Disclaimer: This article summarizes peer-reviewed research presented at an academic conference. The described system, WirelessTap, is a controlled proof of concept, not a commercially available or widely deployed tool. While the method demonstrated can capture partial phone call transcripts under specific laboratory conditions, current limitations make real-world use challenging. The findings are intended to inform technology and privacy discussions, not to encourage misuse.


What WirelessTap Can & Can’t Do Today

What It Can Do (in the lab):

  • Detect microscopic vibrations from a smartphone’s earpiece speaker during a call.
  • Partially transcribe speech from those vibrations using AI.
  • Achieve up to 59.25% word accuracy at about 20 inches (50 cm).
  • Capture 40.82% of words in a human-held phone test at ~3 feet.
  • Pick up some isolated words at 10 feet (300 cm), even though full sentences aren’t possible.

What It Can’t Do (yet):

  • Deliver clear, full transcripts at long distances.
  • Work through walls, bags, or pockets — it needs a clear line-of-sight.
  • Perform well in noisy, crowded, or constantly moving real-world environments (only tested in controlled labs).
  • Handle multiple phones at once.
  • Bypass all limitations of distance, angle, and signal quality — accuracy drops sharply if conditions aren’t ideal.

Bottom Line: The immediate risk is low for most people. But as radar sensors get smaller and AI models improve, the gap between lab and real-world use could shrink, making this a potential privacy threat worth addressing early.

Paper Summary

Methodology

Penn State researchers Suryoday Basak and Mahanth Gowda developed WirelessTap using a Texas Instruments AWR1843BOOST millimeter-wave radar system operating in the 77–81 GHz band. They also used a DCA1000EVM board for data capture. To train their AI model, they first created synthetic “radar audio” from the LibriSpeech dataset, a large collection of recorded English speech, so the system could learn the relationship between sound and the type of signal the radar would detect. This was followed by fine-tuning the model with real radar recordings from three smartphones (Samsung Galaxy S20, Samsung Galaxy A22, and OnePlus 9 Pro) placed at distances from 50 to 300 centimeters.

The AI transcription system was based on OpenAI’s Whisper-large-v2 model, adapted with a technique called Low-Rank Adaptation (LoRA) to better handle the distorted, low-frequency radar audio.

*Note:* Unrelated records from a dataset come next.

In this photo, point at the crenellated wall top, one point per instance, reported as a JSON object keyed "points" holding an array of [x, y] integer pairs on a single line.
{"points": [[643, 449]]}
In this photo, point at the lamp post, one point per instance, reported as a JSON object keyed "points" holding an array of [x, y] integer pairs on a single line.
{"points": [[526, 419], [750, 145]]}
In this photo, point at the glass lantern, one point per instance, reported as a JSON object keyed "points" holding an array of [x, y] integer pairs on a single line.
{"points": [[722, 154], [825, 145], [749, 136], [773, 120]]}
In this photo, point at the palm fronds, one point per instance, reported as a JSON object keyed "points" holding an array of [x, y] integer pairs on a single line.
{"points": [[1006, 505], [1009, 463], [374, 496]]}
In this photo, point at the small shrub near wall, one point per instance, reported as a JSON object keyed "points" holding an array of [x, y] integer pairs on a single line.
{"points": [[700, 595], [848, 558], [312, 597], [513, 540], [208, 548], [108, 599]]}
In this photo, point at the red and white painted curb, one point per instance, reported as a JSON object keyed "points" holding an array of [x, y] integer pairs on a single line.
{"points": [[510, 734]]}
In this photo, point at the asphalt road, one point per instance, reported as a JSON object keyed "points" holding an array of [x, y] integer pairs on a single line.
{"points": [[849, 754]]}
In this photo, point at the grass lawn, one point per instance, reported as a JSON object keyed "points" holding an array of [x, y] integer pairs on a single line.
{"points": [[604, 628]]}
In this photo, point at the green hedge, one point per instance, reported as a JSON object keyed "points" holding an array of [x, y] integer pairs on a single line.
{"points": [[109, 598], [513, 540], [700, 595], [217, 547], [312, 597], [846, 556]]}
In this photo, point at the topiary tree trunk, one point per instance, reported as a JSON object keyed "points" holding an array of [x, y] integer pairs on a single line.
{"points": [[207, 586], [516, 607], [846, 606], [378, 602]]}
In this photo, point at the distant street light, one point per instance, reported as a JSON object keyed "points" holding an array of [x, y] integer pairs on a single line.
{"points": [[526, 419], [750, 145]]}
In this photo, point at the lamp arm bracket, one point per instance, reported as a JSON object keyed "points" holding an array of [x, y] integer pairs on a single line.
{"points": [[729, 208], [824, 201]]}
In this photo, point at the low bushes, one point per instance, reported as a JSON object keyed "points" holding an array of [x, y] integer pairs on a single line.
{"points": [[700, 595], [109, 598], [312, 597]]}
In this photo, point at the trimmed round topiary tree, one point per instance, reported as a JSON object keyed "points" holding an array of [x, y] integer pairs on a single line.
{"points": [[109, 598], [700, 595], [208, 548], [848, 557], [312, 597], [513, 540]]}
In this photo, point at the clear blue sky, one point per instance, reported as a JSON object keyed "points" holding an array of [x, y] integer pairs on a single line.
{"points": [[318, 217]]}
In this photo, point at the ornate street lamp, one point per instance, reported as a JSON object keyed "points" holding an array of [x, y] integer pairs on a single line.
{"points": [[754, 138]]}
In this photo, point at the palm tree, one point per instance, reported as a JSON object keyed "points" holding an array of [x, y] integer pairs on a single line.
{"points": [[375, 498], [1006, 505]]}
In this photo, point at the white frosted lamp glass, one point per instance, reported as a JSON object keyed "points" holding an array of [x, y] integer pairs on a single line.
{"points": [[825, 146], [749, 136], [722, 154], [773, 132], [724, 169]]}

Testing was carried out both in stationary conditions with the phones mounted on tripods and playing back recorded speech, and in a human-subject scenario, where a person held the phone during a real conversation.

Results

In stationary tests at 50 cm, the Galaxy S20 achieved the highest performance with 59.25% word accuracy, followed by the Galaxy A22 at 45.11% and the OnePlus 9 Pro at 40.39%. At 300 cm (about 10 feet), accuracy fell sharply to just 2–4% for all models.

Character-level accuracy, which measures correctly identified individual letters rather than whole words, was consistently higher, reaching up to 73.59% for the Galaxy S20 at close range.

In the human-subject tests, the system still managed 40.82% word accuracy at about 2½ to 3 feet, even with additional “noise” from breathing, heartbeat, and hand movement. The researchers note that this level of performance is enough to pick out potentially sensitive words or numbers, especially if the listener has some idea of the conversation’s context.

Limitations

The attack requires a direct line-of-sight to the target phone and works best with precise alignment — roughly within a 45-degree field of view. Performance drops significantly with distance, physical obstructions, or misalignment. The system can currently only process one phone at a time. Audio capture is limited to frequencies below about 1.1 kHz, which removes much of the detail needed for natural-sounding speech.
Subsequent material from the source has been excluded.